All of these requirements differ from state to state. As a general rule, a safe way of proceeding is to contact the public entity itself and ask them for the forms they require prior to being sued. They usually will give you their form, and it usually will have the requirements printed on it. However, you must act fast: get the form within 30 days and be prepared to complete the form and serve it on them in 60 days.
Here is how it would be done in California (with regard to a public entity):
Before suing a public entity, the plaintiff must present a timely written claim for damages to the entity. (Gov. Code, § 911.2; State of California v. Superior Court (2004) 32 Cal.4th 1234, 1239 (Bodde), but see Gov. Code, § 905 [itemized exceptions not relevant here].) In 1979 and 1980, a claim relating to a cause of action for “injury to person” had to be presented to a government entity“not later than the 100th day after the accrual of the cause of action.” (Gov. Code,§ 911.2, added by Stats. 1963, ch. 1715, § 1, p. 3376.) Since 1988, such claims must be presented to the government entity no later than six months after the cause of action accrues. (Gov. Code, § 911.2, as amended by Stats. 1987, ch. 1208, § 3, p. 4306.) Accrual of the cause of action for purposes of the government claims statute is the date of accrual that would pertain under the statute of limitations applicable to a dispute between private litigants. (Gov. Code, § 901; Whitfield v. Roth (1974) 10 Cal.3d 874, 884-885; Jefferson v. County of Kern (2002) 98 Cal.App.4th 606, 615; Dujardin v. Ventura County Gen. Hosp. (1977) 69 Cal.App.3d 350, 355.)
Timely claim presentation is not merely a procedural requirement, but is, as this court long ago concluded, “ ‘ “a condition precedent to plaintiff’s maintaining an action against defendant” ’ ” (Bodde, supra, 32 Cal.4th at p. 1240, quoting Williams v.
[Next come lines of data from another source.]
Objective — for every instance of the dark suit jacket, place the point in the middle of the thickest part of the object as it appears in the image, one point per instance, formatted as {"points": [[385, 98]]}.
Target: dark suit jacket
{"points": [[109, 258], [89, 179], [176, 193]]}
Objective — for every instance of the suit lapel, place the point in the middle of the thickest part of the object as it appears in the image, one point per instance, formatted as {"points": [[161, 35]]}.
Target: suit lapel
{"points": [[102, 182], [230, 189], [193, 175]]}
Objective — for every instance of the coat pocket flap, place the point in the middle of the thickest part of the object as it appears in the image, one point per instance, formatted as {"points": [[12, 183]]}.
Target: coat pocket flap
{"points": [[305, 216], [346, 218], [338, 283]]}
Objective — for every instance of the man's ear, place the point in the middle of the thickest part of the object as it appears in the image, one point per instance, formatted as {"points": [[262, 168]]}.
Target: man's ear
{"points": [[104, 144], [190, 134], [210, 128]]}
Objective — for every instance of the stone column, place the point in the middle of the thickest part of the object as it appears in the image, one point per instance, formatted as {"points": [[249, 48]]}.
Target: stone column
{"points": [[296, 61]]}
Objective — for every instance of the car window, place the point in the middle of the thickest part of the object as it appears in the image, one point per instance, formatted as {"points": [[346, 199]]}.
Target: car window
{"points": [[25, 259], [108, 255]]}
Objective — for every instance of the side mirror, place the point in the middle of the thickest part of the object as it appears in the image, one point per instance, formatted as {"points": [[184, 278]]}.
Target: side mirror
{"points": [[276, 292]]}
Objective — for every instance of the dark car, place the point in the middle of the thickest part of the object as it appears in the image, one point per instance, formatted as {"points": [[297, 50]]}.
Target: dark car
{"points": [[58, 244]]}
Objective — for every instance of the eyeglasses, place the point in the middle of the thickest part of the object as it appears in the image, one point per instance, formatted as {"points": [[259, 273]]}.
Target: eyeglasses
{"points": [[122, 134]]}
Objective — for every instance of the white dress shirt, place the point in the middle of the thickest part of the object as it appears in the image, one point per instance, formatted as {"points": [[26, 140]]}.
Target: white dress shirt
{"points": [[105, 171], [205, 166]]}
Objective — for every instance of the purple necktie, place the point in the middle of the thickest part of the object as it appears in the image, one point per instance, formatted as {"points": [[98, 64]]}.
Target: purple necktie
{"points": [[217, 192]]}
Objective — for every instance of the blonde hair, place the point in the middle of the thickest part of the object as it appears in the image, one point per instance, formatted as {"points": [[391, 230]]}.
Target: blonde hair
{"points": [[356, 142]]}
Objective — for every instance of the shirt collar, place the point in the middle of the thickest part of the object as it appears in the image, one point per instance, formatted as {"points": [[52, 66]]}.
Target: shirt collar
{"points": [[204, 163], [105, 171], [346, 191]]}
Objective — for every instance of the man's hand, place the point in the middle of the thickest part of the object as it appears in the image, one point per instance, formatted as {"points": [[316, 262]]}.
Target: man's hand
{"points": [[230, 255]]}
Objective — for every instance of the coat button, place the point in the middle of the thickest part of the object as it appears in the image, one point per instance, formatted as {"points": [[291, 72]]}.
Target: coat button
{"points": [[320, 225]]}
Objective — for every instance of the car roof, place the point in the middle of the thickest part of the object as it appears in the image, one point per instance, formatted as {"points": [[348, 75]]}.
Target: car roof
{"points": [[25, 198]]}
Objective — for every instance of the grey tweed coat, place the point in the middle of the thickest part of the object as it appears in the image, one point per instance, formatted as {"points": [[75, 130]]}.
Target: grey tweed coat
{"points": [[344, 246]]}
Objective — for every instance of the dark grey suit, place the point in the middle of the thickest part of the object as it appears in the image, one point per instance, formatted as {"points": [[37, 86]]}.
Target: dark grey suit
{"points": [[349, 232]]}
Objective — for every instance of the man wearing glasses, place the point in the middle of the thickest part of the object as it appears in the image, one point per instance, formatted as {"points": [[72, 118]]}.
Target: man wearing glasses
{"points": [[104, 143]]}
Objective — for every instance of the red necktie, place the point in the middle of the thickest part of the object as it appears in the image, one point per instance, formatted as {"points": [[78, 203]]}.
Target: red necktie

Horvath (1976) 16 Cal.3d 834, 842), and thus an element of the plaintiff’s cause of action. (Bodde, supra, at p. 1240.) Complaints that do not allege facts demonstrating either that a claim was timely presented or that compliance with the claims statute is excused are subject to a general demurrer for not stating facts sufficient to constitute a cause of action. (Bodde, supra, at p. 1245.)
Only after the public entity’s board has acted upon or is deemed to have rejected the claim may the injured person bring a lawsuit alleging a cause of action in tort against the public entity. (Gov. Code §§ 912.4, 945.4; Williams v. Horvath, supra, 16 Cal.3d at p. 838.) The deadline for filing a lawsuit against a public entity, as set out in the government claims statute, is a true statute of limitations defining the time in which, after a claim presented to the government has been rejected or deemed rejected, the plaintiff must file a complaint alleging a cause of action based on the facts set out in the denied claim. (Code Civ. Proc., § 342; Gov. Code, § 945.6; Addison v. State of California (1978) 21 Cal.3d 313, 316; Tubbs v. Southern Cal. Rapid Transit Dist. (1967) 67 Cal.2d 671, 675; County of Los Angeles, supra, 127 Cal.App.4th 1263, 1271; Martell v. Antelope Valley Hosp. Med. Center (1998) 67 Cal.App.4th 978, 981-982; see Cal. Law Revision Com. com., reprinted at 32A pt. 1 West’s Ann. Gov. Code (1995 ed.) foll. § 945.6, p. 33 (1963 Addition).)